お店に関連することを、並べて使うことができます。
例)
・このアパートは静かだ。そして、広い。
→このアパートは、静かだし、広い。
・この仕事は楽しい。そして、やりがいもある。
→この仕事は、楽しいし、やりがいもある。
・今回の旅行は温泉に行く。そして、海も行く。
→今回の旅行は、温泉にも行くし、海にも行く。
※「温泉」「海」につく「に」は「に+も」になります。
✍🏻「そして」の意味の「~し」は、名詞・ナ形容詞「で」と、イ形容詞「~くて」に言いかえることができます。
・「このアパートは、静かだし広い」=「このアパートは、静かで広い」
・「この仕事は、楽しいしやりがいもある」=「この仕事は、楽しくてやりがいもある」
⚠️時系列を表す「そして」の意味で、「~し」は使いません。
時系列「そして」は「て形」をつかいます。
→ 今回の旅行は、温泉に行って、そして、海に行く。
「それに」の意味で使う「~し、それに」
「AそれにB」は、AにBを加える接続詞です。この意味の「それに」を「~し、それに」にできます。

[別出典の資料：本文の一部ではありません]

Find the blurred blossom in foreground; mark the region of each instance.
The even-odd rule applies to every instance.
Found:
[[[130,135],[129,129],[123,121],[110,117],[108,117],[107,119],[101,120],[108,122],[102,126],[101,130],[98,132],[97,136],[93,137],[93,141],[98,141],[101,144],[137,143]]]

「今日は雨だ。それに、風も強い。」は、「今日は雨だし、それに風も強い。」と同じ意味です。
「雨」に「風も強い」を加えた言い方です。
例)
・この会社は給料が上がらない。それに、休みも少ない。
→この会社は給料も上がらないし、それに休みも少ない。
※「給料」につく「が」が「も」になります。
・この仕事に興味がない。それに、自信もない。
→この仕事に興味もないし、それに自信もない。
※「興味」につく「が」が「も」になります。
「~し」casual /formal style
「~し」には、カジュアルな言い方、フォーマルな言い方があります。友達や、家族には、カジュアルな言い方でいいですが、お客様や上司、目上の人には失礼になってしまいます。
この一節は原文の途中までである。